Były jednak wyliczenia, że Polacy są jedną z najciężej pracujących nacji na świecie.
Tak, ale oprócz tego, że pracujemy głową i rękami, liczy się jeszcze, jak dobrze jesteśmy zorganizowani w tej pracy i jakie mamy do dyspozycji maszyny. To ostatnie udało się dokładnie policzyć. Pracownik w Polsce dysponuje sprzętem za 47 tys. euro, zaś Niemiec ma 135 tys. euro. Im droższe stanowisko tworzy pracodawca, tym zazwyczaj większe kompetencje są potrzebne do pracy na nim i tym wyższa płaca pracownika. Nasi przedsiębiorcy boją się jednak inwestować. I to, co teraz bardzo nas rożni od Niemiec, to stopa inwestycji.
Skąd ten strach?
Ponad 50 zmian w ciągu roku w podstawowych ustawach podatkowych. Czyli nikt nie wie na jakich zasadach będzie rozliczał podatek za 2-5 lat. A więc przedsiębiorca nie wie, czy wydane pieniądze przyniosą mu zysk. Po drugie, rząd stworzył groźny precedens podatków sektorowych. Mamy podatek bankowy, a może będzie handlowy, a potem kto to wie. Może Telekomy będą płacić.

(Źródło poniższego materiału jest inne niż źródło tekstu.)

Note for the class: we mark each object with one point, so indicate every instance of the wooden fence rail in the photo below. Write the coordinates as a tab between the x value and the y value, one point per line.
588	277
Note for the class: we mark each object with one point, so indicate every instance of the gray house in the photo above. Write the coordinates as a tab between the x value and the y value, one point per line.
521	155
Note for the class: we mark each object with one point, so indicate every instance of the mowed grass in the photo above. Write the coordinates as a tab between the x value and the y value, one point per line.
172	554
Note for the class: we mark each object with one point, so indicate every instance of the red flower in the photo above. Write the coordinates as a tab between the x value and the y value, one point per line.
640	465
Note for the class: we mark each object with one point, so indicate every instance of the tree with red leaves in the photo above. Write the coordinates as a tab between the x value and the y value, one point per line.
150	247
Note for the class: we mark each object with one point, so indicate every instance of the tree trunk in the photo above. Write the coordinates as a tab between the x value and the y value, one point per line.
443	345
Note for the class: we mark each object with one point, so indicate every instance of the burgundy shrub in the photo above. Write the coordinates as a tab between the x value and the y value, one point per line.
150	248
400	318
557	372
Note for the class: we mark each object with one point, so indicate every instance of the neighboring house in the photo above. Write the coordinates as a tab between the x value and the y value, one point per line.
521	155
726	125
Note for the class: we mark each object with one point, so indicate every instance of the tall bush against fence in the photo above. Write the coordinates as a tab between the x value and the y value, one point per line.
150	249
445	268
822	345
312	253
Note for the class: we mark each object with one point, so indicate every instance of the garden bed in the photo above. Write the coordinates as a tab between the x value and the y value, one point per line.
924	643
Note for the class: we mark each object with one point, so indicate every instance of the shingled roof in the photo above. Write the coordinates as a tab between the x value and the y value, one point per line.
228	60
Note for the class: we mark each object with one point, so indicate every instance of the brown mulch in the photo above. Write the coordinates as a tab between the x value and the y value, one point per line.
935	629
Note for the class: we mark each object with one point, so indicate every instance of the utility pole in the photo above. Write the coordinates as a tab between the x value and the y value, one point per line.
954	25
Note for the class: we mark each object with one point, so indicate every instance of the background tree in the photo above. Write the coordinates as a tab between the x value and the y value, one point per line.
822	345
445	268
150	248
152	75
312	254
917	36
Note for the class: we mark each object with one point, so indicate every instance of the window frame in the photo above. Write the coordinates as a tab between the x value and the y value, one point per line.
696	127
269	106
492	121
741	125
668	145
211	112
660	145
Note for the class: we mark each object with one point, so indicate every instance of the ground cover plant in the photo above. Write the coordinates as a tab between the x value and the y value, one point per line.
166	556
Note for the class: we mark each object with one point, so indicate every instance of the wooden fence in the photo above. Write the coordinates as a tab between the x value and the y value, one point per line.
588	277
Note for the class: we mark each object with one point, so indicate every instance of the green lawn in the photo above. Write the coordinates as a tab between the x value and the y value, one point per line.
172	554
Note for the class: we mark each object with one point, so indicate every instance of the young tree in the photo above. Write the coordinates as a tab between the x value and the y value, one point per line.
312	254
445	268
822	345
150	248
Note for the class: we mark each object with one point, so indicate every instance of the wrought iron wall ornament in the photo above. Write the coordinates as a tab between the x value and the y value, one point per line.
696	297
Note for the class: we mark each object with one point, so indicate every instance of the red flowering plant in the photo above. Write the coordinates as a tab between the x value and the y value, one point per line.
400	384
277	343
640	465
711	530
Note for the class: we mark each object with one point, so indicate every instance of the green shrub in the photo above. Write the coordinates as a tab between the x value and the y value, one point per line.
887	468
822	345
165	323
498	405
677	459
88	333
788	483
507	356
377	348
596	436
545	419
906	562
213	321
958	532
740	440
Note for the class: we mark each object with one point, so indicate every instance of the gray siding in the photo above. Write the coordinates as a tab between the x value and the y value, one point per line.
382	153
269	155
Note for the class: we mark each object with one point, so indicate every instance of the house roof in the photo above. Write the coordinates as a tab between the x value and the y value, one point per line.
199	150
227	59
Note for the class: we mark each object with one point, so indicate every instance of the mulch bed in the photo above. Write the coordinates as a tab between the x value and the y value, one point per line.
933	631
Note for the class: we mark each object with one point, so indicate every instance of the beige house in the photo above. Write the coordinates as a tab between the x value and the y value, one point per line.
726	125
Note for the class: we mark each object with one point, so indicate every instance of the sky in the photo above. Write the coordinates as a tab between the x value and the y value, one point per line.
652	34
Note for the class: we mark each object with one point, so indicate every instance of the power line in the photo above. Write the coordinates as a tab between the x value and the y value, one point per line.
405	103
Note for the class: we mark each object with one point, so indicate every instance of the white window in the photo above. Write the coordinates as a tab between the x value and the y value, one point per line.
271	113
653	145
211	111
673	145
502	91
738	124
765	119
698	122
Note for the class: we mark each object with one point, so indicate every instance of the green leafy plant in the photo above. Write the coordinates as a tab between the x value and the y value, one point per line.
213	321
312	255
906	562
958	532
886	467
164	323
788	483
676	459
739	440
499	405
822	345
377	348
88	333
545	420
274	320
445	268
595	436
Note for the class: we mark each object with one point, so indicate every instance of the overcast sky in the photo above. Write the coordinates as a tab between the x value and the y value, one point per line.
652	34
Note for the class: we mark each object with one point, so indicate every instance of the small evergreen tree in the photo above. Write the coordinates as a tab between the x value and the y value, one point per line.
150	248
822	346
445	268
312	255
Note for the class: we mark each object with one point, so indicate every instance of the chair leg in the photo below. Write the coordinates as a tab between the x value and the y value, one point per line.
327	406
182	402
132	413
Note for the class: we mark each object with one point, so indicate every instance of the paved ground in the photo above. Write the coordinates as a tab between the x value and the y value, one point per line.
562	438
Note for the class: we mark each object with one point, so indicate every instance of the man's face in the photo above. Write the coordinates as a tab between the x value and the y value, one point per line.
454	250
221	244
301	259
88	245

Stąd ta odwieczna przepaść?
Wiele barier udało się już pokonać. Na przykład jeszcze 10 lat temu wąskim gardłem rozwoju była infrastruktura: brak autostrad, linii kolejowych, sieci linii energetycznych. Jeszcze wcześniej barierą była korupcja. Czas prostych rozwiązań minął. Teraz, aby skoczyć naprzód, potrzeba będzie coraz więcej dobrych małych pomysłów i udoskonaleń. Importowania najlepszych pomysłów z zagranicy.
Czy są jakieś nowo tworzone bariery?
Upolitycznienie gospodarki. Nie wierzę na przykład w to, że urzędnicy będą w stanie lepiej inwestować pieniądze niż giełda i bankowcy. Tymczasem powstaje Polski Fundusz Rozwoju, który ma być machiną inwestycyjną rządu. Doświadczenia innych krajów pokazują, że urzędnicy decydują o inwestycjach, bo jest moda, polityczne zamówienie albo lobbing.
W ten sposób branża energetyczna zrzuca się na skupowanie kopalni i pompowanie tam pieniędzy. W ten sposób jest spokój z górnikami. A przedsiębiorcy i obywatele nawet nie zauważą, jak coś tam się doliczy do rachunku.
W jakim tempie Polska powinna się rozwijać, aby zacząć gonić te Niemcy?
Szacowałem, że w takim momencie, jak teraz, to powinno być około 4-4,5 proc. PKB.
Mamy 3.
Co nie jest złym wynikiem. Pogoń za bogatszymi krajami zajmie najwyżej 10-15 lat dłużej.
Rok temu przeskoczyliśmy Grecję i to był news.
Niestety to nie był nasz wypracowany sukces. To raczej Grecja się zwijała, a polska lekko truchtała do przodu.
Wierzy pan, że – jak mówili politycy – już w 2025-2030 roku Polska wejdzie do grona 20 najlepszych gospodarek na świecie?
Jeśli spojrzeć na dane Eurostatu, jesteśmy na 7-8 miejscu wśród najbiedniejszych państw w Europie. Jeśli spojrzeć na wiodące rankingi gospodarcze i kraje G20, to musielibyśmy przeskoczyć np. Szwajcarię.